One of our favourite Lockdown distractions. Don Winslow’s loosely fictionalised novels about the failed war on drugs and the rise of the cartels are a must read.
In the same way that Mario Puzo wrote the supreme Mafia story in The Godfather, Don Winslow has produced the ultimate in narco-fiction. His loosely fictionalised Cartel Series charts the rise of the Mexican drug cartels over a forty year period of brutal immorality and bloody excess. The visceral nature of the storylines is all the more powerful when you realise that the scenes he depicts are generally based on actual events.
What elevates the writing beyond the exploitative is Winslow’s ability to provide the economic and political context behind the bloody chaos. He is a political activist who has spent much of the past few years investing the earnings from his novels into anti-Trump campaigning. America and specifically America’s drug enforcement and economic policies do not come out well from Winslow’s narrative and are seen as directly leading to years of horrendous violence that has come close to turning Mexico into a failed state.

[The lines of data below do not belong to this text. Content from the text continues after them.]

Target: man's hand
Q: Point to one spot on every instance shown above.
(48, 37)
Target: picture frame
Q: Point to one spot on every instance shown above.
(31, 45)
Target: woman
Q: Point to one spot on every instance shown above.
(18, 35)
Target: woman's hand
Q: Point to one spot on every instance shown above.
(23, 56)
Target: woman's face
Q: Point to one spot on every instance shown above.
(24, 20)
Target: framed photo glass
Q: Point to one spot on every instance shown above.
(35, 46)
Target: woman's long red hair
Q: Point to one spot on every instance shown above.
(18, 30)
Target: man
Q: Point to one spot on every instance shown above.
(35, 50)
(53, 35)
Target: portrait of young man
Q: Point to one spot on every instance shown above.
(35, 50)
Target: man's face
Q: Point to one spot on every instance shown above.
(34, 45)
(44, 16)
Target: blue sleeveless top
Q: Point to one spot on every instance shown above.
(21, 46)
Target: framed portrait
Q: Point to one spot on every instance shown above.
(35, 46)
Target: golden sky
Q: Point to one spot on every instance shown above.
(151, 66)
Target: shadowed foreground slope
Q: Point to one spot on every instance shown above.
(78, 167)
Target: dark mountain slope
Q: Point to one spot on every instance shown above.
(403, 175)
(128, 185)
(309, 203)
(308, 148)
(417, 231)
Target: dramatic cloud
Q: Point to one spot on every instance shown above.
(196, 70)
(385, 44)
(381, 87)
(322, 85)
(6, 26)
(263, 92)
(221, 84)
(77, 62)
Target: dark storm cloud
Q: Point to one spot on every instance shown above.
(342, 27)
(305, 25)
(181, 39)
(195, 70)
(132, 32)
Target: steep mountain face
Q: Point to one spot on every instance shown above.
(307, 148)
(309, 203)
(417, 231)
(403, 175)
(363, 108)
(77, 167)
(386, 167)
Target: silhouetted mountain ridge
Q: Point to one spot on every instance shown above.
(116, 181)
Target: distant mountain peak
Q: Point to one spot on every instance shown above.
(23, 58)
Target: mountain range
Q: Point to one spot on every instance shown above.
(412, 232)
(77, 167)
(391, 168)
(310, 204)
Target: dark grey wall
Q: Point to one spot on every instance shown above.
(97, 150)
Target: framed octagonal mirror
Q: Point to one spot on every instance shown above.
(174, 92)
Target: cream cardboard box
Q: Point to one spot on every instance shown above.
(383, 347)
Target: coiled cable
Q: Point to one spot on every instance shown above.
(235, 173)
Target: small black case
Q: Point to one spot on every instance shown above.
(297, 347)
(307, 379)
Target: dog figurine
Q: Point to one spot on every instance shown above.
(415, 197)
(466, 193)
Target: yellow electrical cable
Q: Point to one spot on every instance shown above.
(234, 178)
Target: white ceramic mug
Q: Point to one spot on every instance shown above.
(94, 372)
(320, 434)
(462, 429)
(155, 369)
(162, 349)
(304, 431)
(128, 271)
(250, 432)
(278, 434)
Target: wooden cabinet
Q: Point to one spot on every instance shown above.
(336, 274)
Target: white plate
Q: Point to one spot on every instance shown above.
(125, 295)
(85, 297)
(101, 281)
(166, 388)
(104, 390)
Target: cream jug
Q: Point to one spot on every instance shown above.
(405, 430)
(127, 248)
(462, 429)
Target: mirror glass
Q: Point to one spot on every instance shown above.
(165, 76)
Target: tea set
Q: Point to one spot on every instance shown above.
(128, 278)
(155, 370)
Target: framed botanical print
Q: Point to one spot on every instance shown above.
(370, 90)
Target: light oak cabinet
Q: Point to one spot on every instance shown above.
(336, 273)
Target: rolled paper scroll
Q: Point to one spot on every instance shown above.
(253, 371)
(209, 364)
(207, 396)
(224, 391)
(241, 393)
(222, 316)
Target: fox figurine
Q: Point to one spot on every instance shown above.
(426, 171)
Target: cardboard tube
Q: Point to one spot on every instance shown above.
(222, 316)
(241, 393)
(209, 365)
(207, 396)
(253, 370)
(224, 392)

The central character in the novels, US government agent Art Keller, is given something of a secondary role through most of the novels. This isn’t a Jack Reacher-style ‘protagonist as hero’ story or even the clichéd celebration of a maverick at work. Instead, Keller is depicted as a flawed, often conflicted character and much of the narrative force is driven through the lives of secondary characters, from charismatic drug dealers and prostitutes to economic migrants and hitmen.
The pacing is spot-on, the characters are given room to develop and the political backdrop stops just short of the polemical. This isn’t simply crime writing at its best – this is fiction at its best.